Calibrage extrinsèque en deux étapes d'un lidar à balayage linéaire statique avec plateforme rotative
Des chercheurs publient sur arXiv (arXiv:2607.18578v1) une méthode de calibration extrinsèque en deux étapes pour lidars à balayage linéaire montés sur une plateforme rotative. Le problème de départ: un lidar line-scanning ne mesure que dans un plan fixe (distance et azimut), donc pour reconstruire un objet en 3D il faut un mouvement relatif entre le plan du lidar et l'objet, typiquement obtenu via une base rotative. Mais cette configuration pose une question précise: comment localiser exactement l'axe de rotation de la plateforme par rapport au repère du lidar, la fameuse "calibration" en robotique.

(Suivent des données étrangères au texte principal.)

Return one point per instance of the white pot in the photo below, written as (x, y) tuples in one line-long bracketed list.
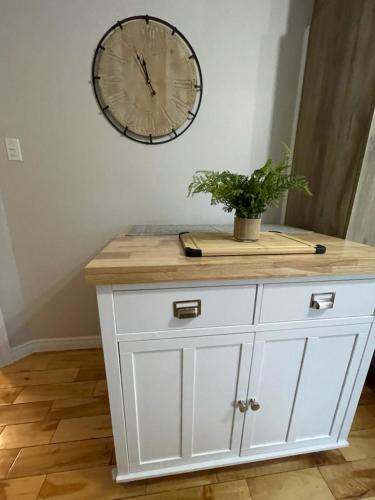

Les auteurs proposent des algorithmes automatisés capables d'estimer cette transformation de manière statique et dynamique, testés sur des jeux de données réels acquis avec une plateforme rotative fabriquée sur mesure et un lidar FMCW (frequency-modulated continuous-wave), avec une étude de la convergence des algorithmes selon différentes conditions initiales.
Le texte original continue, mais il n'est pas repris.